ENTREVISTA ON.HUB: Redes sociais consolidam papel como principal vitrine de consumo e encurtam jornada de compra

Dossiê
Lina Lina

As redes sociais deixaram de ser apenas canais de entretenimento e se consolidaram como ambientes centrais de consumo. Plataformas como Instagram, TikTok e YouTube hoje concentram desde a descoberta até a decisão de compra, em uma jornada cada vez mais curta e integrada.

Dados da pesquisa E-commerce Trends 2026, realizada pela Octadesk em parceria com a Opinion Box, mostram que 71% dos consumidores já realizaram compras após ver anúncios nas redes sociais. Além disso, 58% afirmam pesquisar produtos diretamente nessas plataformas antes de decidir comprar, reforçando a mudança estrutural no comportamento de consumo.
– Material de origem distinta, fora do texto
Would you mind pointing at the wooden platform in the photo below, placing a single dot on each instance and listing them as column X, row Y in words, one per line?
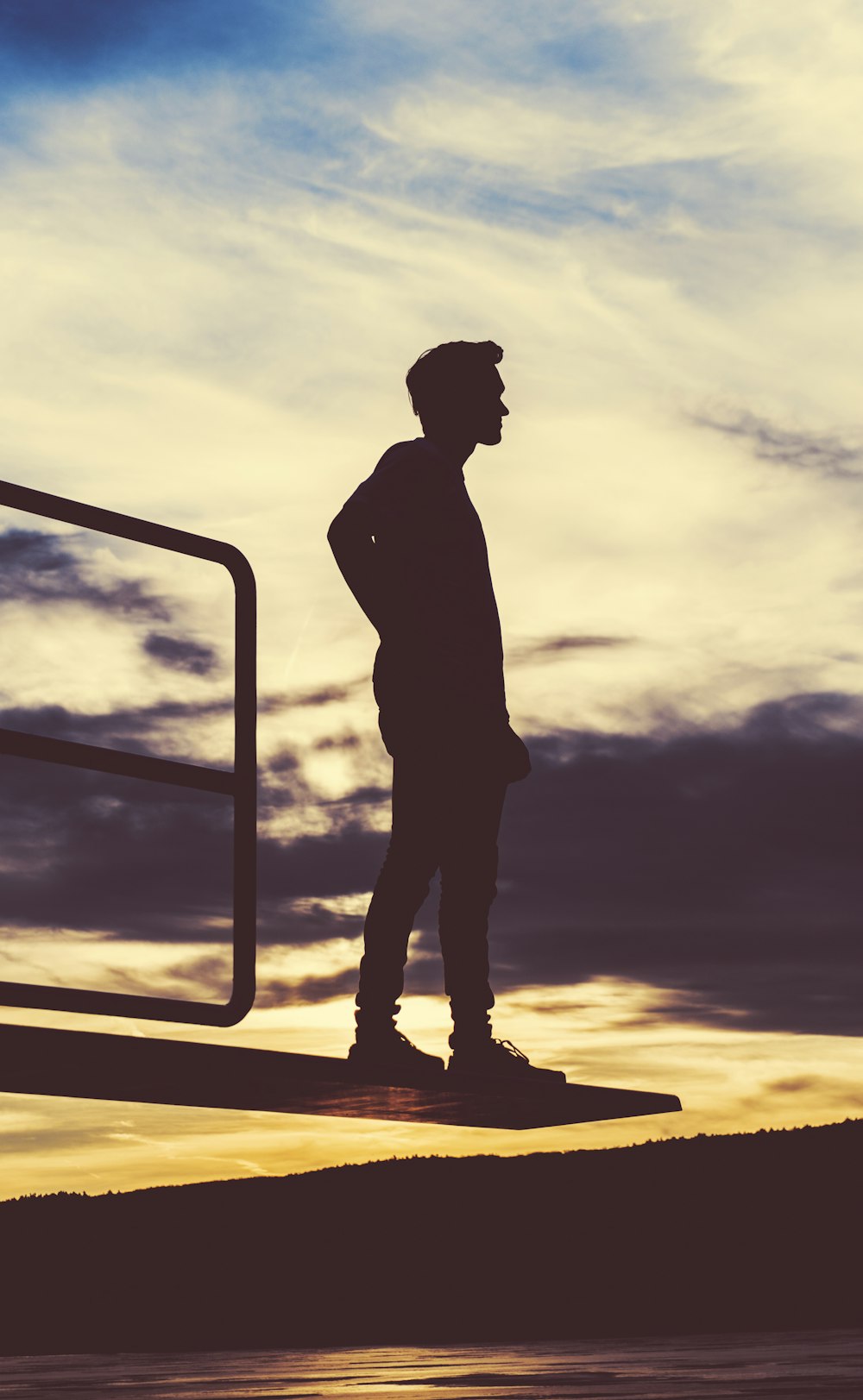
column 83, row 1064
Esse movimento não é isolado. Relatórios recentes de mercado indicam que o social commerce deve continuar em expansão nos próximos anos, impulsionado pela combinação de conteúdo, influência e tecnologia embarcada nas plataformas, como checkouts integrados e recomendações baseadas em comportamento.

Para Eduardo de Natale, diretor de Digital na Sheep Comunica, essa transformação está diretamente ligada à evolução simultânea de tecnologia, comportamento e plataformas.

“Essa mudança é resultado da convergência entre tecnologia, comportamento e arquitetura das plataformas. De um lado, houve um avanço relevante na capilaridade de acesso à internet e no uso de smartphones, que colocou o consumo digital no cotidiano de forma contínua. Isso reduziu o tempo entre estímulo e decisão. Hoje, a jornada acontece no mesmo ambiente e, muitas vezes, no mesmo minuto.”

Segundo ele, o consumidor também passou a priorizar validações mais próximas da realidade.

“Do ponto de vista comportamental, o consumidor deixou de buscar apenas informação “institucional” sobre produtos e passou a priorizar o contexto de uso, opinião de pares e validação social (o que vemos constantemente no TikTok Shop, por exemplo). Ele não quer mais apenas “descobrir” que um produto existe, ele quer entender se aquilo funciona na prática, para pessoas como ele, em situações reais.”

A mudança impacta diretamente o papel de buscadores e sites tradicionais. Se antes eram o ponto de partida da jornada, hoje passam a atuar como camadas complementares.

“Muda de forma estrutural, porque altera o ponto de partida da jornada e o tipo de busca que o consumidor faz.”

Na prática, as redes sociais assumem o papel de construção de interesse e intenção, enquanto buscadores e sites se tornam ambientes de verificação e aprofundamento.

Esse novo cenário também reposiciona o papel do conteúdo e da influência nas estratégias de marca. Conteúdos curtos, reviews e creators ganham protagonismo por aproximarem promessa e experiência real.

“O que está acontecendo não é apenas uma mudança de formato, mas de lógica de influência. Conteúdos curtos, reviews e creators ganham relevância porque reduzem a distância entre promessa e experiência.”

Diante disso, empresas passam a operar em um modelo mais integrado, no qual conteúdo, comunidade e performance deixam de ser áreas isoladas e passam a funcionar como um sistema único.

“O que mudou foi a lógica de construção de resultado. Antes, era possível operar com foco quase exclusivo em mídia e conversão, investimento X retorno. Agora, a performance é consequência de um ecossistema que começa em conteúdo relevante, evolui para relacionamento e só então se traduz em resultado.”

Para marcas que ainda tratam redes sociais apenas como canais de comunicação, o risco é estratégico.

“O principal risco é perder relevância exatamente no momento em que a decisão está sendo construída.”

No novo contexto, redes sociais não apenas influenciam a compra. Elas passam a ser o próprio ambiente onde a decisão acontece, redefinindo a lógica de competição e exigindo das empresas uma presença ativa desde o primeiro contato com o consumidor.